Title | Implementing SAS-like ARRAYs in Stata | |
Author | William Gould, StataCorp |
SAS provides an ARRAY facility, and whether Stata provides an analogy is a popular question on both our help line and Statalist. There is an analogy, but it is going to take some explaining.
First, let us agree on a problem: I have a list of variables—say, mpg, weight, and displ—and I want to do something to each of them. Just to fix ideas, let's pretend that I want to add 1 to each. Thus one solution is
. replace mpg = mpg + 1 . replace weight = weight + 1 . replace displ = displ + 1
That would not be a bad solution if I really did have three variables, but I am using three as an example, and I want you to pretend that I had 100 variables.
If I really wanted to add 1 to each of these variables, I could use foreach:
. foreach var of varlist mpg weight displ { replace `var' = `var' + 1 }
foreach has a pretty powerful syntax so, using some other dataset, I could compactly refer to my 100 variables:
. foreach var of varlist x1-x20 pop* d57 { replace `var' = `var' + 1 }
For this example, foreach seems most appropriate, but sometimes a while loop is best. Inside a program I might have the following code:
while "`1'" != "" { replace `1' = `1' + 1 macro shift }
In the above, `1' stands for the variable, and I can refer to it as often as I want just as I did with `var' in the foreach loops above. In my example, I refer to `1' twice: replace `1' = `1' + 1, meaning add 1 to the variable, but that is just my example, and really the replace statement stands for a block of code that does something complicated to the variable.
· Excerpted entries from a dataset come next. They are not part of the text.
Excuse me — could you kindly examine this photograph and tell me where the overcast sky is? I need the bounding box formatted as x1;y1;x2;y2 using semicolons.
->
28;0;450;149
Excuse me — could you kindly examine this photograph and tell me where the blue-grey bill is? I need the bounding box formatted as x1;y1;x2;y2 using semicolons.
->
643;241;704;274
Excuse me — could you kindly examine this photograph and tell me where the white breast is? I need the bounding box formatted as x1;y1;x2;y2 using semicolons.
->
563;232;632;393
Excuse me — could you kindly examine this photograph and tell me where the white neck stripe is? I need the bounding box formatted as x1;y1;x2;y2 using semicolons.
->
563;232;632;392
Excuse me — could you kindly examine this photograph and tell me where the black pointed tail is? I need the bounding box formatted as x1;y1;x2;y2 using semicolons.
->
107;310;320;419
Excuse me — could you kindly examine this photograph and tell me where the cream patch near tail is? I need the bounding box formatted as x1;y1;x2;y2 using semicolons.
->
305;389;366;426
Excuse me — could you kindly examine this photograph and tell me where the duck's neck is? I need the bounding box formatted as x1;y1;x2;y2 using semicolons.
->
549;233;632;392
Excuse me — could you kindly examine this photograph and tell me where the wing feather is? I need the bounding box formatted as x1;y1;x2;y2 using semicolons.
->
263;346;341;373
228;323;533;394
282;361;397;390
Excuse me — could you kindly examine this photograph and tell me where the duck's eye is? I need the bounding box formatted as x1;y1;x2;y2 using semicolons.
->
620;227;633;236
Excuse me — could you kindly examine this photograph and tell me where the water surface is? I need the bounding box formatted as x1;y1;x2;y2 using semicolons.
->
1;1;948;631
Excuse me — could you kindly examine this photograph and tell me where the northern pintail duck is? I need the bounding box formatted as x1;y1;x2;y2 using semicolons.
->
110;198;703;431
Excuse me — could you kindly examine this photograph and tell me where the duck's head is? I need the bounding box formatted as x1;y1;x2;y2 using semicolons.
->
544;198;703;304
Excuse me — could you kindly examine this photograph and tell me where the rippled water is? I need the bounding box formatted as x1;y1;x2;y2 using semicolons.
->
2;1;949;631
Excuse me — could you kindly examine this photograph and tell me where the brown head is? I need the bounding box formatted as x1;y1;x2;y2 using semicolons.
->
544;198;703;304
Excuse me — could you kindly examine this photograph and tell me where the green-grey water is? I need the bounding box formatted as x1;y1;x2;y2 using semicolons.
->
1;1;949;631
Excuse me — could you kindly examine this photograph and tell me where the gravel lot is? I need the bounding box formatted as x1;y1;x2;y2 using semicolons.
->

There are other ways I could code the while loop, such as
local i = 1 while "``i''" != "" { replace ``i'' = ``i'' + 1 local i = `i' + 1 }
This second method avoids macro shift and is faster.
Whichever way I write it, I need to somehow get Stata to understand that my list is “mpg weight displ”. Here is a complete, working program that you may find useful:
--------------------- BEGIN --- array.ado --- CUT HERE --- program array version 9.0 gettoken usrprog 0 : 0 syntax varlist foreach var of local varlist { `usrprog' `var' } end ---------------------- END --- array.ado --- CUT HERE ---
Using the utility, I could solve my problem with
. program add1 1. replace `1' = `1' + 1 2. end
or, alternatively, with
. program add1 1. args var 2. replace `var' = `var' + 1 3. end
and then
. array add1 mpg weight displ
To use array, I type array, followed by the name of a program to do something to one variable, followed by a list of variables on which I want the program run. Using my other more-than-100 variable dataset, I could type
. array add1 x1-x20 pop* d57
There are two steps to using array:
You do not have to be dependent on array. Writing your own, custom program is pretty easy. To solve my add-1-to-mpg-weight-and-displ problem, I could write
. foreach var of varlist mpg weight displ { . replace `var' = `var' + 1 . }
Or, less elegantly as
. tokenize mpg weight displ . while "`1'" != "" { . replace `1' = `1' + 1 . macro shift . }
These are really much more SAS-like solutions. I write a custom program, not a general one.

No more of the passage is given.